Kazuaki Miyagishima, WHO

Asia comes next, losing up to 710 DALYs per 100,000 people. In contrast, Canada, Cuba and the United States lose just 35 DALYs per 100,000 people.

About 600 million people fall ill every year from eating unsafe food, the report reveals.

Diarrhoeal diseases, such as E.coli and salmonella, are responsible for half of global deaths from foodborne illnesses (see chart), the report finds. The situation is worst in Africa, where 70 per cent of food-related deaths are caused by bacterial diarrhoea because food safety standards are not properly enforced, the WHO said.

“Almost all foodborne diseases are preventable, but some diseases need intervention at the production side and others at the consumption side,” says Kazuaki Miyagishima, director of food safety at the WHO, and author of the report foreword. “So everyone has a role to play.”

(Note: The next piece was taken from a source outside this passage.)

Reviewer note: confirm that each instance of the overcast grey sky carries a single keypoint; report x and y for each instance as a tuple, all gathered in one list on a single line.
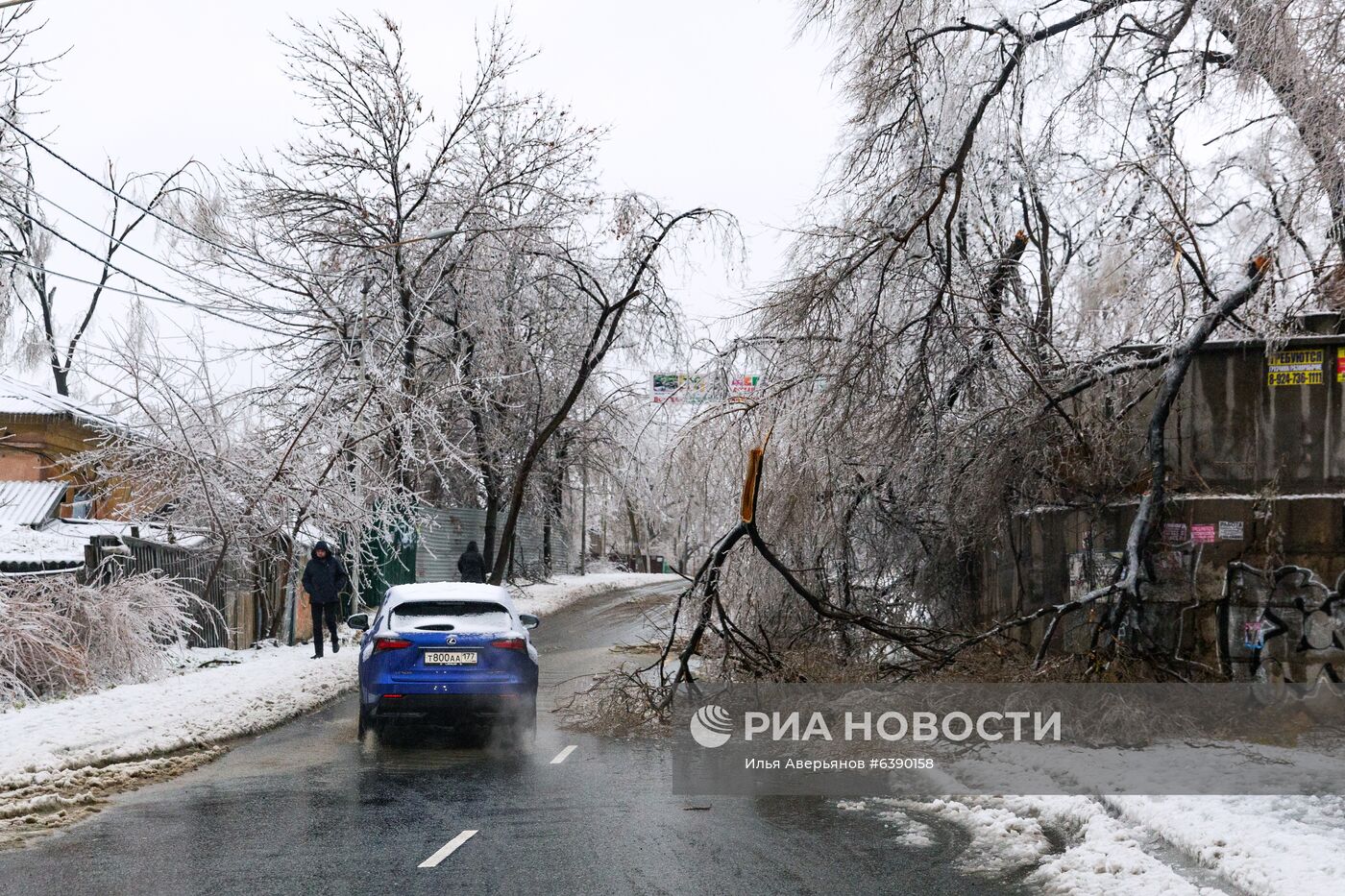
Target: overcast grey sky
[(709, 103)]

However, few people who get food poisoning officially report their case by visiting a doctor, notes Miyagishima. Therefore, the problem is like “fighting a monster whose face nobody has seen”.

Karen Keddy, a bacteriologist at the National Institute for Communicable Diseases in South Africa, says that one factor that may distort the figures is that children are more likely to be taken to hospitals than adults when they get sick so their cases may be recorded more.

She adds: “Funding is more easily available to study diarrhoea in the under-five population, so these cases are more frequently counted.”


WHO_Foodborne_Diseases


Miyagishima says that many developing countries lack the technology and infrastructure to provide citizens with clean water to prepare food hygienically. He also acknowledges a lack of food research laboratories as a barrier to food safety improvements, along with food safety education.

The fridge, for example, helps keep food safe for longer, but has also created a “myth” in some peoples’ minds that food kept in one is always safe to eat, he explains.

Mohamed Sheriff, technical officer for food safety at the WHO’s African office, says: “The regional estimates within this report are intended to enable countries to fill many of their data gaps and begin to translate these into food safety policies at a national level.”

The report compiles the findings of an expert group the WHO set up to examine foodborne disease. An associated collection of papers by this group was published last week in PLOS Medicine.

To help policymakers make decisions, the WHO has also created an interactive online map showing which foodborne diseases most affect different regions.